Directory: Notebooks
Description: Contains Jupyter notebooks for various scraping tasks.
Usage: Open the notebooks using Jupyter and run the cells to execute the scraping tasks.

### Docker

The Docker directory contains Dockerized scripts that automate the scraping tasks and run them in Docker containers. Docker containers provide isolated environments, ensuring that your web scraping scripts run consistently across different machines without conflicts from varying system configurations.
Docker too helps with:

- Dependency Management: Docker containers encapsulate all dependencies, libraries, and tools required for your web scraping scripts, eliminating the need to install and configure them on each machine.

- Cross-Platform Compatibility: Docker containers can run on any system that supports Docker, making it easy to move your web scraping setup between development, testing, and production environments.

- Cloud Deployment: Docker containers can be deployed on cloud platforms, allowing you to scale your web scraping operations based on demand.

- Scalability: Horizontal Scaling: Docker makes it easy to scale your web scraping operations by adding more containers to handle increased load.

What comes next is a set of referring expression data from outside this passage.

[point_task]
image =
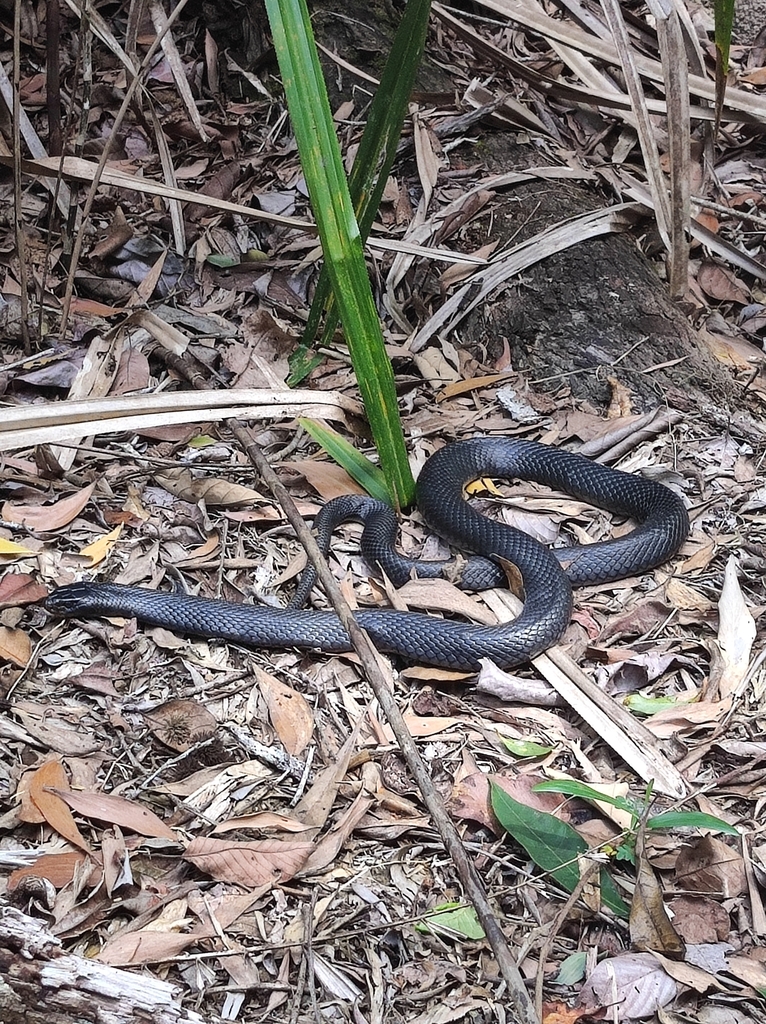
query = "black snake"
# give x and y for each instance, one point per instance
(548, 574)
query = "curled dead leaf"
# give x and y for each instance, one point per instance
(289, 711)
(212, 491)
(180, 724)
(47, 786)
(15, 646)
(269, 861)
(47, 517)
(118, 811)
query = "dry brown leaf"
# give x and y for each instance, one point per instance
(649, 923)
(201, 554)
(114, 859)
(47, 786)
(118, 811)
(180, 724)
(635, 982)
(144, 946)
(687, 717)
(15, 646)
(736, 633)
(685, 598)
(47, 517)
(315, 805)
(9, 549)
(721, 284)
(58, 868)
(101, 548)
(213, 492)
(440, 595)
(290, 713)
(268, 861)
(421, 726)
(749, 970)
(711, 866)
(699, 920)
(19, 588)
(262, 820)
(329, 846)
(327, 478)
(701, 557)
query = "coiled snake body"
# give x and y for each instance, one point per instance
(547, 574)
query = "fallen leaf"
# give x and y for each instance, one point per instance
(144, 946)
(46, 786)
(681, 596)
(214, 492)
(118, 811)
(721, 284)
(99, 549)
(58, 868)
(15, 646)
(736, 632)
(19, 588)
(290, 713)
(181, 724)
(13, 550)
(635, 983)
(268, 861)
(47, 517)
(649, 923)
(262, 820)
(327, 478)
(711, 866)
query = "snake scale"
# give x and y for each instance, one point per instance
(548, 574)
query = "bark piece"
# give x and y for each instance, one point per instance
(42, 984)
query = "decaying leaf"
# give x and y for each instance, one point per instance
(710, 865)
(214, 492)
(181, 724)
(118, 811)
(47, 517)
(47, 788)
(634, 982)
(99, 549)
(649, 922)
(290, 713)
(15, 646)
(268, 861)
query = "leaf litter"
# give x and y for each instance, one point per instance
(119, 764)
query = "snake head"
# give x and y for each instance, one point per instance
(68, 600)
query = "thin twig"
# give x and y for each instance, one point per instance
(17, 216)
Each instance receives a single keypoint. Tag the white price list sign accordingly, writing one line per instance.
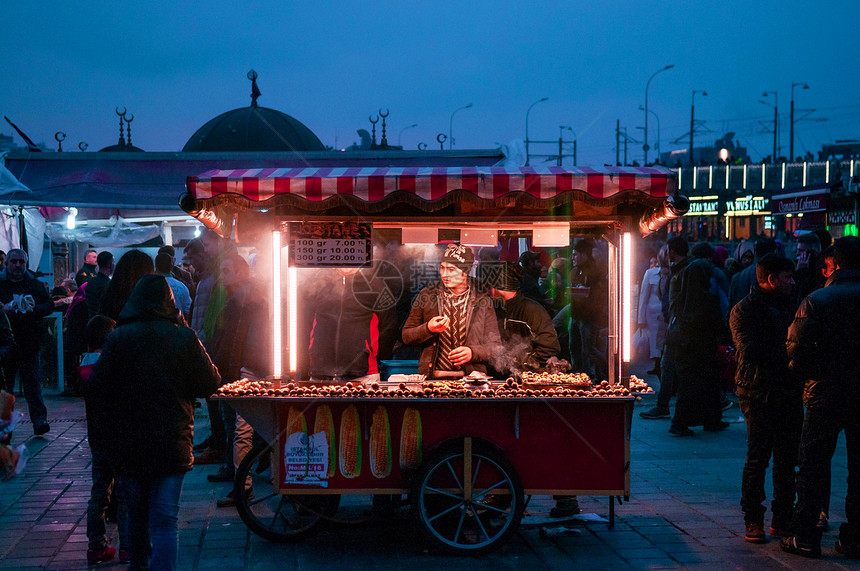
(316, 252)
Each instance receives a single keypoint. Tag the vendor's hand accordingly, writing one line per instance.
(460, 356)
(438, 324)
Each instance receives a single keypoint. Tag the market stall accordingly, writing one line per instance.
(466, 450)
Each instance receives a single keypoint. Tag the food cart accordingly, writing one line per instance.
(468, 452)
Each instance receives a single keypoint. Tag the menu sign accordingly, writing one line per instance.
(330, 244)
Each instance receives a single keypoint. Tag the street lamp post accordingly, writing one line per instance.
(775, 120)
(791, 121)
(451, 126)
(401, 132)
(560, 129)
(541, 100)
(657, 146)
(645, 146)
(693, 120)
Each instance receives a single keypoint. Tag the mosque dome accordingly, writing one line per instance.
(253, 128)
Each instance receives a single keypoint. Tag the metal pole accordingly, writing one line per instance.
(791, 121)
(645, 146)
(451, 126)
(542, 99)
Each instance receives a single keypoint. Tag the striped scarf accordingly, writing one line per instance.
(453, 307)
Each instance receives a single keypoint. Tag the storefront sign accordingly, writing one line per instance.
(703, 206)
(330, 244)
(747, 206)
(842, 216)
(798, 202)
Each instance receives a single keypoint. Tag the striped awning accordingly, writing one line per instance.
(430, 183)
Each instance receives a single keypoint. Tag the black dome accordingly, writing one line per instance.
(253, 129)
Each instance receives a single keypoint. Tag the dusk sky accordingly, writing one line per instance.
(174, 65)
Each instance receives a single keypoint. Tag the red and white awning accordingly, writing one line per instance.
(372, 184)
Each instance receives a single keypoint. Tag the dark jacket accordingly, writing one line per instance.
(482, 336)
(140, 397)
(527, 326)
(824, 341)
(96, 287)
(347, 323)
(85, 274)
(27, 327)
(759, 324)
(590, 302)
(244, 339)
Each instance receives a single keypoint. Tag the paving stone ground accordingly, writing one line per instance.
(683, 513)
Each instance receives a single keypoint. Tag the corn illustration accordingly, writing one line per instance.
(350, 443)
(410, 440)
(296, 421)
(324, 422)
(380, 444)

This is particularly useful for large-scale scraping projects.
- Load Balancing: Docker Swarm and Kubernetes can be used to manage and distribute the load across multiple containers, ensuring efficient resource utilization.

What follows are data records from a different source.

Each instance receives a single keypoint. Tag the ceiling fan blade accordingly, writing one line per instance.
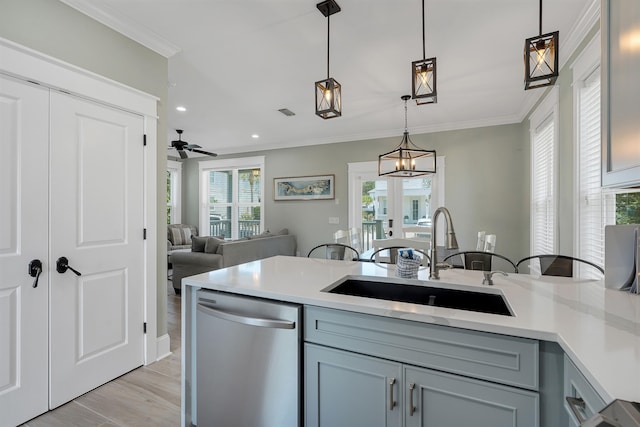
(204, 152)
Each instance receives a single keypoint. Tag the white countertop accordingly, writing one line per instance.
(598, 328)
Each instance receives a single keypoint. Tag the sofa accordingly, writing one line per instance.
(212, 253)
(179, 238)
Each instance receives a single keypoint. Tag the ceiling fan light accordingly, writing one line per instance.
(328, 98)
(423, 82)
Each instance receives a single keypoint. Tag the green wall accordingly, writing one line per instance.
(487, 180)
(53, 28)
(486, 185)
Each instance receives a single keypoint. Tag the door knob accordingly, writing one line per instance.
(35, 268)
(62, 265)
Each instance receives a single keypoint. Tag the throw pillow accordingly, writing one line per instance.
(211, 247)
(180, 234)
(198, 243)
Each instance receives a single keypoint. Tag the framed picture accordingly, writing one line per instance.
(319, 187)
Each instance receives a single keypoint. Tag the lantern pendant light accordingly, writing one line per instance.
(541, 58)
(328, 91)
(423, 75)
(407, 160)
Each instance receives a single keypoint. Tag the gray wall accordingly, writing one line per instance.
(486, 184)
(55, 29)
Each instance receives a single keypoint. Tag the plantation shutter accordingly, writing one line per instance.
(592, 212)
(543, 210)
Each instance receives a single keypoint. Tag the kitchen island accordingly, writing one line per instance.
(598, 329)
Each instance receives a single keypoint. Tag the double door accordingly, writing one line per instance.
(350, 389)
(71, 198)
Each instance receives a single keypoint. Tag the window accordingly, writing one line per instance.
(591, 215)
(174, 186)
(231, 197)
(543, 175)
(597, 207)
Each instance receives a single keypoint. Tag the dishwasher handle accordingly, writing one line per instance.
(246, 320)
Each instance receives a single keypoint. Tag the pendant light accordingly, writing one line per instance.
(407, 160)
(328, 91)
(541, 58)
(423, 75)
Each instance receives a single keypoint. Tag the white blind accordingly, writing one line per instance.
(592, 213)
(542, 189)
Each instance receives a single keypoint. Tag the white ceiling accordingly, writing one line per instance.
(234, 63)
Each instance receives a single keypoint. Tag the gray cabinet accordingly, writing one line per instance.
(620, 88)
(439, 399)
(349, 389)
(583, 401)
(363, 370)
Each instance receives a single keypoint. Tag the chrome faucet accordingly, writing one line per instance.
(488, 276)
(451, 242)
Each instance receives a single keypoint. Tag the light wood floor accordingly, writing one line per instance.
(147, 396)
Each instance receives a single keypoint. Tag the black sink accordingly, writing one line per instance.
(423, 294)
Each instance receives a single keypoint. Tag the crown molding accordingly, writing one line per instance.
(125, 26)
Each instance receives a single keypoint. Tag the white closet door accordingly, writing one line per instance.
(97, 168)
(24, 143)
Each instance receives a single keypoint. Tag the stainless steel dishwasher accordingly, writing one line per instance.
(248, 361)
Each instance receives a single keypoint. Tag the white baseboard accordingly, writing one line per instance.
(163, 346)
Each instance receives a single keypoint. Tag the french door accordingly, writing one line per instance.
(381, 206)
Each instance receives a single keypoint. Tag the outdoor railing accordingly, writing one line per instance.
(222, 227)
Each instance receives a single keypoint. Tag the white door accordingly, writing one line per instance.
(383, 206)
(96, 327)
(24, 142)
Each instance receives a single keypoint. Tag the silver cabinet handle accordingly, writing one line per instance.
(392, 402)
(246, 320)
(577, 406)
(411, 407)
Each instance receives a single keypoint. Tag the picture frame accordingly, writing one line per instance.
(316, 187)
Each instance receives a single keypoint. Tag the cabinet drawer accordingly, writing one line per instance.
(577, 386)
(499, 358)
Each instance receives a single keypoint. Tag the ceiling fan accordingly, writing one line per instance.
(181, 145)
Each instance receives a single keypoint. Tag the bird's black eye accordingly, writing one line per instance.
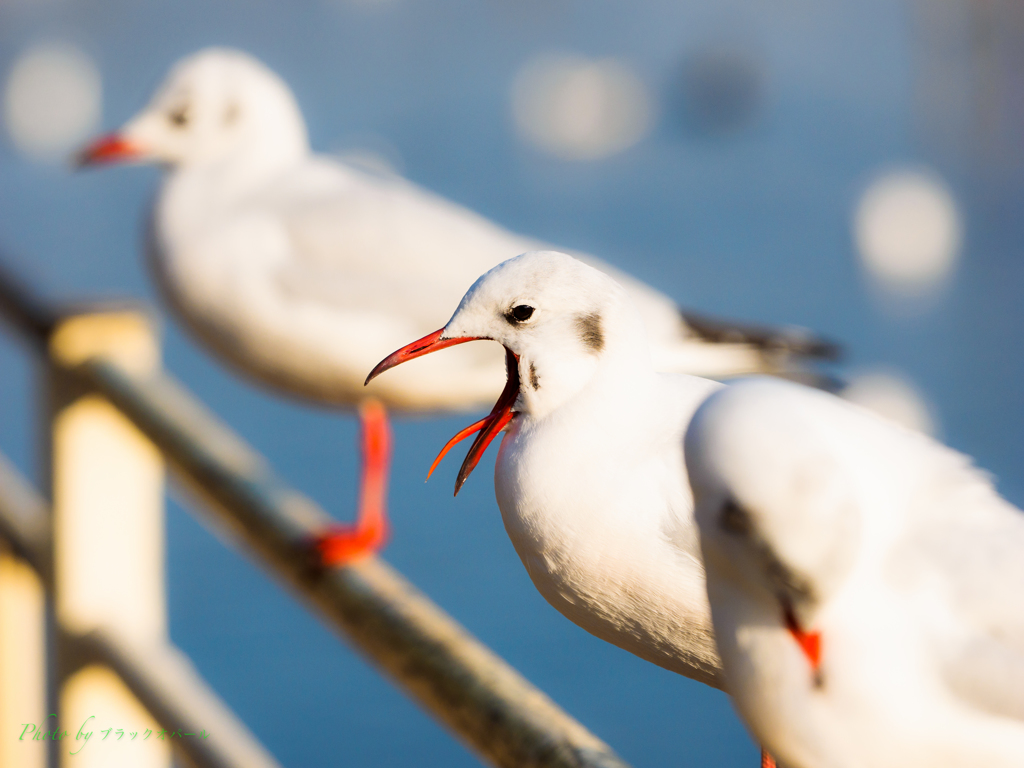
(519, 313)
(179, 117)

- Quick Setup: Docker allows for rapid setup of development environments, enabling you to start scraping quickly without spending time on environment configuration.
- Version Control: Docker images can be versioned, making it easy to track changes and roll back to previous versions if necessary.
- Resource Efficiency:
Lightweight: Docker containers are lightweight compared to virtual machines, leading to faster startup times and lower resource consumption.
- Optimized Resource Usage: Containers share the host system's kernel, making them more efficient in terms of CPU and memory usage.
- Sandboxing: Docker containers provide a level of security by isolating applications from the host system and other containers.
- Reproducible Builds: Docker images can be built and shared, ensuring that anyone can reproduce the same environment and run the web scraping scripts without issues.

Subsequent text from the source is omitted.